February 21, 2019 / 6:03 PM / 6 months ago

France: Juppé invoque le "droit à l'oubli" judiciaire

PARIS (Reuters) - L’ancien Premier ministre Alain Juppé, dont la nomination au Conseil constitutionnel a été approuvée jeudi par la commission des Lois de l’Assemblée, a plaidé pour le “droit à l’oubli” judiciaire et assuré de son impartialité de futur juge.

L'ancien Premier ministre Alain Juppé, dont la nomination au Conseil constitutionnel a été approuvée jeudi par la commission des Lois de l'Assemblée, a plaidé pour le "droit à l'oubli" judiciaire et assuré de son impartialité de futur juge. /Photo d'archives/REUTERS/Francois Mori

Sa nomination, proposée le 13 février par le président de l’Assemblée nationale (LaRem) Richard Ferrand, a recueilli 21 avis favorables et quatre défavorables, a annoncé la présidente de la commission, Yaël Braun-Pivet (LaRem). Deux bulletins nuls ou abstention ont été comptabilisés.

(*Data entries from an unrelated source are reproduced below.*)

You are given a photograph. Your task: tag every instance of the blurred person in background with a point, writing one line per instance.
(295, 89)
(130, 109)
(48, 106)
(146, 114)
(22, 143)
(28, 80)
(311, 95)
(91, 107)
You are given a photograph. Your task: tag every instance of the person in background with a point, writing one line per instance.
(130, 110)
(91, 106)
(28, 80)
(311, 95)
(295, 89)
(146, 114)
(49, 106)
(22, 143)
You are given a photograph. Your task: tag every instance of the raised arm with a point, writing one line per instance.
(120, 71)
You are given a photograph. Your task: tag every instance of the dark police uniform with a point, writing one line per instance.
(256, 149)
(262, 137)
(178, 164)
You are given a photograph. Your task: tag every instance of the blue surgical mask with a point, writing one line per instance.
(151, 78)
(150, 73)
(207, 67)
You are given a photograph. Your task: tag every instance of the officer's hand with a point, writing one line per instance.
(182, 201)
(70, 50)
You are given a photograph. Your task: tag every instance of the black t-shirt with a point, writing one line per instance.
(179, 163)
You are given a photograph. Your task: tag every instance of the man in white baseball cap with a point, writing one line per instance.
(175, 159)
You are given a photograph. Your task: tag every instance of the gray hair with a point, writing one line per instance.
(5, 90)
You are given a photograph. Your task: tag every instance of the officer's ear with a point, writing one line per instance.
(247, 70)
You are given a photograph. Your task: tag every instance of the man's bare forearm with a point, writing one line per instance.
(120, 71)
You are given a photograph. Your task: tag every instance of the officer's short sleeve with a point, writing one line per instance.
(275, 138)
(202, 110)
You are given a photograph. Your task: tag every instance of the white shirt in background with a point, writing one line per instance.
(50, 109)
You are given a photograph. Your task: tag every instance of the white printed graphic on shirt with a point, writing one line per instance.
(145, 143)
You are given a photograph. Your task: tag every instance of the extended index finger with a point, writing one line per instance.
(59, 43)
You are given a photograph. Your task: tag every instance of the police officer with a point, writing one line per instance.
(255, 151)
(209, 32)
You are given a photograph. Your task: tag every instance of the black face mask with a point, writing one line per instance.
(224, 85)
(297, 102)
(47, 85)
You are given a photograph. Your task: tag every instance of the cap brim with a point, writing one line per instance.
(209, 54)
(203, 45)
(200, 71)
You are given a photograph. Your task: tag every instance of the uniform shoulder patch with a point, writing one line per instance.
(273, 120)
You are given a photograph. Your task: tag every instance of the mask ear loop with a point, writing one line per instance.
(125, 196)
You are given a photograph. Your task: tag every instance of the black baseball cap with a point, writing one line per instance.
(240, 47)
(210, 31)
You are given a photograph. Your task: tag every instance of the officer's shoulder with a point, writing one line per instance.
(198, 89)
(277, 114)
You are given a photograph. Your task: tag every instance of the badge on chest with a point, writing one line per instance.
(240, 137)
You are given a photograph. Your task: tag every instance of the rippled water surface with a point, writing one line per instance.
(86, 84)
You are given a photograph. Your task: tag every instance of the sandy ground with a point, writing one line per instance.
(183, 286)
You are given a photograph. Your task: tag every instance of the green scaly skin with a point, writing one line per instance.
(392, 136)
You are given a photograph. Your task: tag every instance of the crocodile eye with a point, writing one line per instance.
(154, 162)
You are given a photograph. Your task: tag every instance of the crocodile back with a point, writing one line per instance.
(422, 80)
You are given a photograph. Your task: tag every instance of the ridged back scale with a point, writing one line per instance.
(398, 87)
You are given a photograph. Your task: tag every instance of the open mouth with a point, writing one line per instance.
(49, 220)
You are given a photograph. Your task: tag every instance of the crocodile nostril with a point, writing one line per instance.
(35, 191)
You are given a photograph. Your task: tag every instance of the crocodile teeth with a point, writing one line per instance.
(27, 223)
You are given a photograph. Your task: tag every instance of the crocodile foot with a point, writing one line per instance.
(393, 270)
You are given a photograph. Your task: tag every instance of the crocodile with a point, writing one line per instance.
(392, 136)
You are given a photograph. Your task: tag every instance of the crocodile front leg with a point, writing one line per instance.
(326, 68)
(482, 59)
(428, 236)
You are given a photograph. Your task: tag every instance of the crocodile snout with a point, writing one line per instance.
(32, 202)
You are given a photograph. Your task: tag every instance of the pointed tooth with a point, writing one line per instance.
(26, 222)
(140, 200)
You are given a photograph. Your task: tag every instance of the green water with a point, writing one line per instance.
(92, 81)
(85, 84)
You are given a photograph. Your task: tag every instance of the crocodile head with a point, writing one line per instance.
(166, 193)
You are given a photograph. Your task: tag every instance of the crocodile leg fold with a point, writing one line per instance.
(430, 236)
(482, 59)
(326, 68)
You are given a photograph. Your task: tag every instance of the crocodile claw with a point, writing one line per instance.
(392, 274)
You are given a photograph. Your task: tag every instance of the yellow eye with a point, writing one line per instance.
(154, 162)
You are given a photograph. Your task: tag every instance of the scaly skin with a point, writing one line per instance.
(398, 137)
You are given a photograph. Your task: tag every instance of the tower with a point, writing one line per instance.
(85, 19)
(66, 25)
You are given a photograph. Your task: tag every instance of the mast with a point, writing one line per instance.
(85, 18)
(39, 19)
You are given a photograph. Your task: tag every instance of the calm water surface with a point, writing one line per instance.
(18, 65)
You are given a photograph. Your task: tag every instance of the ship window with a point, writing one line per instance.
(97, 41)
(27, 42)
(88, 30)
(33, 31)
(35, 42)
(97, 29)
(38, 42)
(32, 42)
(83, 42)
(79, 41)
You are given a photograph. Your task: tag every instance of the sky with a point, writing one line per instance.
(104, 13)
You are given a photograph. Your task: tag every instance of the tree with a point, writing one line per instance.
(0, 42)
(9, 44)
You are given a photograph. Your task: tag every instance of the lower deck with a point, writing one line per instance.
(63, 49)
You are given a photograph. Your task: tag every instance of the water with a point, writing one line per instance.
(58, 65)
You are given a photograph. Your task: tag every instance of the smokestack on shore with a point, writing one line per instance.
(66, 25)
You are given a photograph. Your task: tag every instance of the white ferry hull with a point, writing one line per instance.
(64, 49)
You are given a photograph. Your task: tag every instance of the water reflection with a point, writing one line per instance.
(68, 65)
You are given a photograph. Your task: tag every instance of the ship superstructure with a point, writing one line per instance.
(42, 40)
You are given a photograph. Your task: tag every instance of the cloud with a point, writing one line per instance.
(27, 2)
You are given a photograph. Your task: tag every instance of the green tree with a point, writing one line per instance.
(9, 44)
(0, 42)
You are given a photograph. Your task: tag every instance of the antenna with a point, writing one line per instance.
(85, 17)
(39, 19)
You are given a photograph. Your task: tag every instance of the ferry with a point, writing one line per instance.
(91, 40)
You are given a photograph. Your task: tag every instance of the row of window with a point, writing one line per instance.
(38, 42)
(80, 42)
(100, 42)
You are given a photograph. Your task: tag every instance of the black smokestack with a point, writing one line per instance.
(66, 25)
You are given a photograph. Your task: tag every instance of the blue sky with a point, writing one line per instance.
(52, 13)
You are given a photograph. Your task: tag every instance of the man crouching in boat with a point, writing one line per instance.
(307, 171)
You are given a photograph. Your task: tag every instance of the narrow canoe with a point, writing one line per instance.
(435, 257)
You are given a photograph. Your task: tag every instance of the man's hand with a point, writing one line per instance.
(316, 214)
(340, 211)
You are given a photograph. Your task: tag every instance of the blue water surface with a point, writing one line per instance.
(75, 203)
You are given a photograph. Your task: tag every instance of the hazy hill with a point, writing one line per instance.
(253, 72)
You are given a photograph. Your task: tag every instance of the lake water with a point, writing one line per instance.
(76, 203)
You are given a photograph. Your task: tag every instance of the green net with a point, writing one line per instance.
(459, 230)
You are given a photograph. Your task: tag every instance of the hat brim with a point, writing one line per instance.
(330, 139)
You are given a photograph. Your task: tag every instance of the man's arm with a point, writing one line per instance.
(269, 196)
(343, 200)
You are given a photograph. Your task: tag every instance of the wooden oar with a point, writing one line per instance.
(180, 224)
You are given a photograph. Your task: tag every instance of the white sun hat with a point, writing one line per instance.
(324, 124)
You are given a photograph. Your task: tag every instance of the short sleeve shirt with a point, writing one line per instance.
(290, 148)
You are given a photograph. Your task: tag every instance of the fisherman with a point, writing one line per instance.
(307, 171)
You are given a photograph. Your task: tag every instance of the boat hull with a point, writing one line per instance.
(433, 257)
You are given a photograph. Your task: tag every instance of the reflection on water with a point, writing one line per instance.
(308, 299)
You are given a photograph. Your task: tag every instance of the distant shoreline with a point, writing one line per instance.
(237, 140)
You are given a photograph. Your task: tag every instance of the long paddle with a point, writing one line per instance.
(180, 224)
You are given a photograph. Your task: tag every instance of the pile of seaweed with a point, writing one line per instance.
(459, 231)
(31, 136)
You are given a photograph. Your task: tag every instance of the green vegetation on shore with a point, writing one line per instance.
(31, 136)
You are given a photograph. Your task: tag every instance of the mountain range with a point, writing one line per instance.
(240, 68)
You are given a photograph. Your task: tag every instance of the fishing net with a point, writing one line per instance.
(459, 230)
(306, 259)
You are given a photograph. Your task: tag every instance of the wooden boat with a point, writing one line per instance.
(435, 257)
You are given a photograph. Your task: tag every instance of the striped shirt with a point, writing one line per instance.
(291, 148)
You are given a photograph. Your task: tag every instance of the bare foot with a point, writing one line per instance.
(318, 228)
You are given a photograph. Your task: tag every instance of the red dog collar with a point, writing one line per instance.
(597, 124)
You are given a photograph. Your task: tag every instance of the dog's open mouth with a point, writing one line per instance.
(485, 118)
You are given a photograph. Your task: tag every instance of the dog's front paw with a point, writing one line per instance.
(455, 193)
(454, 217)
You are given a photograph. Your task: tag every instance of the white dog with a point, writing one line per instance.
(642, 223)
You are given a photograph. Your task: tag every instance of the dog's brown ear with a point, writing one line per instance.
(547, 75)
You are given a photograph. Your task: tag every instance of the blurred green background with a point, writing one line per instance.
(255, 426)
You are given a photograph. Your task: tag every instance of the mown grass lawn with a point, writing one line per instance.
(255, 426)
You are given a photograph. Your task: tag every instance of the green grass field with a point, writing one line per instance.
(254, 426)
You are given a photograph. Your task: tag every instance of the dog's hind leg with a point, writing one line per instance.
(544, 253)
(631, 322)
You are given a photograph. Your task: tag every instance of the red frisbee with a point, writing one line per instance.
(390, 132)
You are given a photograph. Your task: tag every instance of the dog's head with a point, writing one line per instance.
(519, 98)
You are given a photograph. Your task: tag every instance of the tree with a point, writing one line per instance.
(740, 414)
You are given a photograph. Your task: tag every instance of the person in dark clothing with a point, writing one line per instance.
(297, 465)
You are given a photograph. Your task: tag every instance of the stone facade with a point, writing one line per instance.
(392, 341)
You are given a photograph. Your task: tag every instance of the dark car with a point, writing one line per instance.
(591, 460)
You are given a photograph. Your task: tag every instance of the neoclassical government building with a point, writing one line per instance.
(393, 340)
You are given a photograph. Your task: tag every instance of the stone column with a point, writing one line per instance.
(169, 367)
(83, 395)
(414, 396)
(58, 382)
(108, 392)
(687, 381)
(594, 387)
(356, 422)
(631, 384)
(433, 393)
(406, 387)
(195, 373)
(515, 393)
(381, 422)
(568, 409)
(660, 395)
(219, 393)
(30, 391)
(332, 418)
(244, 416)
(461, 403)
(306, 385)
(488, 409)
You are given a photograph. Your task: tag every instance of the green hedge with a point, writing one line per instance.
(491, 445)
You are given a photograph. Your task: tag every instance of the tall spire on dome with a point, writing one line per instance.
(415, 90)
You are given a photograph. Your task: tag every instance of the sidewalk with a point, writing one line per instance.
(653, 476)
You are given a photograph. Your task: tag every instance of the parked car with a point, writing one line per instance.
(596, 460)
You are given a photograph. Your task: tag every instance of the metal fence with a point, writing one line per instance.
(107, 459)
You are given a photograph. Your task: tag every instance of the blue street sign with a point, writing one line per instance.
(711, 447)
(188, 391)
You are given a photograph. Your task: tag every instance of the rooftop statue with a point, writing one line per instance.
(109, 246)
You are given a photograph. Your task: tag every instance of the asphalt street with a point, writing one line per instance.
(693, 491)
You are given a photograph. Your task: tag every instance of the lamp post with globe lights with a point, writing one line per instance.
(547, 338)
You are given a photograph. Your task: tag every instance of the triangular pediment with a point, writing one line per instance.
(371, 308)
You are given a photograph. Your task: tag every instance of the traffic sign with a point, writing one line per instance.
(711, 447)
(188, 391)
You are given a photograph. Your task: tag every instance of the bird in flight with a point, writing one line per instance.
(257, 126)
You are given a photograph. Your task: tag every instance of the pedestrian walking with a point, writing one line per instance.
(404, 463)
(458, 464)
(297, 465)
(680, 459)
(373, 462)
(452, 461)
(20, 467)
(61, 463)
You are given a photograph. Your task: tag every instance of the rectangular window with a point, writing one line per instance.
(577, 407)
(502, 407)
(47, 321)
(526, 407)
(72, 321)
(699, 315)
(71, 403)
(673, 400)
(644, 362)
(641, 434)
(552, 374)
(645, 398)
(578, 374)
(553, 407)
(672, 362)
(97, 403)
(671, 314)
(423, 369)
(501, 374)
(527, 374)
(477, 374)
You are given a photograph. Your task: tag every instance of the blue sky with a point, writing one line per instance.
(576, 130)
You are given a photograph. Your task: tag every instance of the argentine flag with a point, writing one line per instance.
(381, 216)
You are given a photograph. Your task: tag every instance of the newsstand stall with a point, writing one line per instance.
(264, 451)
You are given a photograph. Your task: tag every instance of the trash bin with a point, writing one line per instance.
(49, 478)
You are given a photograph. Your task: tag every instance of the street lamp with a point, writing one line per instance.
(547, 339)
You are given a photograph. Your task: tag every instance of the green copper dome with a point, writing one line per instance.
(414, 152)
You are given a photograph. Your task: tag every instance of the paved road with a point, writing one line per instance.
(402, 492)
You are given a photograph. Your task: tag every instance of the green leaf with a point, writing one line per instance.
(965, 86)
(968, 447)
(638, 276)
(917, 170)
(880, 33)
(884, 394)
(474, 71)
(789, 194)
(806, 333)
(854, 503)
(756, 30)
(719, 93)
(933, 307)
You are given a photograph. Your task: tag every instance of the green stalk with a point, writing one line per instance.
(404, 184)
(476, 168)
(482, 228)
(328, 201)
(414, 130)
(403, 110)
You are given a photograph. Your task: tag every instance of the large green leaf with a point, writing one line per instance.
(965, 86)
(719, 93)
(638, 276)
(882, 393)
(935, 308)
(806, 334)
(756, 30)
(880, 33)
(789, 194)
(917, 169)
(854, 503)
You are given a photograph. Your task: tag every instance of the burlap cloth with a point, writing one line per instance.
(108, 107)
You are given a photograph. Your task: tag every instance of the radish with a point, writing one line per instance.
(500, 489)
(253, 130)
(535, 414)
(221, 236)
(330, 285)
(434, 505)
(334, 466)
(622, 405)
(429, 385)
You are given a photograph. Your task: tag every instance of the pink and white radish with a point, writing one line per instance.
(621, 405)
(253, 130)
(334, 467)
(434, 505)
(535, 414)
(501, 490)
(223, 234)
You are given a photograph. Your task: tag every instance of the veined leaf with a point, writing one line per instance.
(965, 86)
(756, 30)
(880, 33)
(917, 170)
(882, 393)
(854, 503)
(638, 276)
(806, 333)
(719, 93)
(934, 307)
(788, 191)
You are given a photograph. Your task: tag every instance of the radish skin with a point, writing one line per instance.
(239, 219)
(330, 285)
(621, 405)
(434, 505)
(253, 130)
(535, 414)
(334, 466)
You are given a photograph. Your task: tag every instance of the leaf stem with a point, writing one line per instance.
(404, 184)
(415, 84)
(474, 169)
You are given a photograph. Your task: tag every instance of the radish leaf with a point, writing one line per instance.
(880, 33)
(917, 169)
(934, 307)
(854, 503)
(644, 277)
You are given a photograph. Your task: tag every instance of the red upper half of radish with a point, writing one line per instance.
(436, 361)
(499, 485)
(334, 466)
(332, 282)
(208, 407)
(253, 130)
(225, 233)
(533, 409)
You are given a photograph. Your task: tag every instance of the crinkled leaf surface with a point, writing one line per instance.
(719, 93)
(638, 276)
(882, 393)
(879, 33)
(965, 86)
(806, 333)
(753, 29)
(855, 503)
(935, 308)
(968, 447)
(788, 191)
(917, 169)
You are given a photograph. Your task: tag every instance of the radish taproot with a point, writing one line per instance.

Le maire de Bordeaux, 73 ans, a déclaré en préambule de son audition que l’offre de Richard Ferrand l’avait “surpris”.

“Parce que je me suis d’abord demandé si j’en étais digne. J’ai donc interrogé le président de l’Assemblée nationale avant d’accepter sa proposition pour savoir si ma condamnation pénale constituait un obstacle juridique”, a-t-il expliqué.

Alain Juppé a été condamné en 2004 par la cour d’appel de Versailles à 14 mois de prison avec sursis et à un an d’inéligibilité pour “prise illégale d’intérêts” dans le cadre de l’affaire des emplois fictifs de la mairie de Paris.

Il est alors parti enseigner au Québec durant deux ans avant de retrouver son mandat de maire de Bordeaux en 2006.

“Après y avoir réfléchi, M. Ferrand m’a rappelé pour me dire qu’il n’y avait pas d’empêchement juridique”, a précisé l’ancien chef de gouvernement de Jacques Chirac (1995-1997), reconnaissant la “dimension morale” de l’enjeu.

“Les faits qui m’ont été reprochés remontent au début des années 90, au moment où le législateur mettait en place un cadre légal pour le financement des partis politiques. J’ai purgé ma peine et peut-être le temps peut-il donner droit à l’oubli”, a-t-il dit.

“UNE FORME DE PARDON”

“La décision de la cour d’appel de Versailles, en 2004, m’a rendu en grande partie mon honneur. Elle a jugé expressément que je ne m’étais rendu coupable d’aucun enrichissement personnel et que je ne devais pas être le bouc émissaire d’une responsabilité collective”, a-t-il poursuivi.

Alain Juppé a confié avoir “vu une forme de pardon” dans la confiance que lui avait accordée les électeurs bordelais en 2006, 2008 et 2014.

Président du RPR, puis de l’UMP (2002-2004), Alain Juppé, qui a quitté Les Républicains en janvier, s’est engagé à la “neutralité”, à l’”impartialité” et à “l’esprit de modération” sous le sceau de Montesquieu.

“J’ai été un homme politique engagé et je garde un grand respect pour le militantisme politique, j’ai été longtemps chef de parti et à ce titre j’ai pu ou j’ai dû prendre parfois des positions tranchées que d’aucuns ont pu trouver agressives voire sectaires”, a-t-il rappelé.

Se présentant désormais comme “un citoyen fidèle à ses convictions”, il a dit avoir “conscience d’avoir beaucoup à apprendre” au Conseil constitutionnel.

Les nominations de l’ancien ministre Jacques Mézard, proposé par Emmanuel Macron, et du sénateur du Cher François Pillet, proposé par le président du Sénat Gérard Larcher, ont aussi été approuvées jeudi, d’une part par les commissions des Lois de l’Assemblée et du Sénat, d’autre part par la commission du Sénat.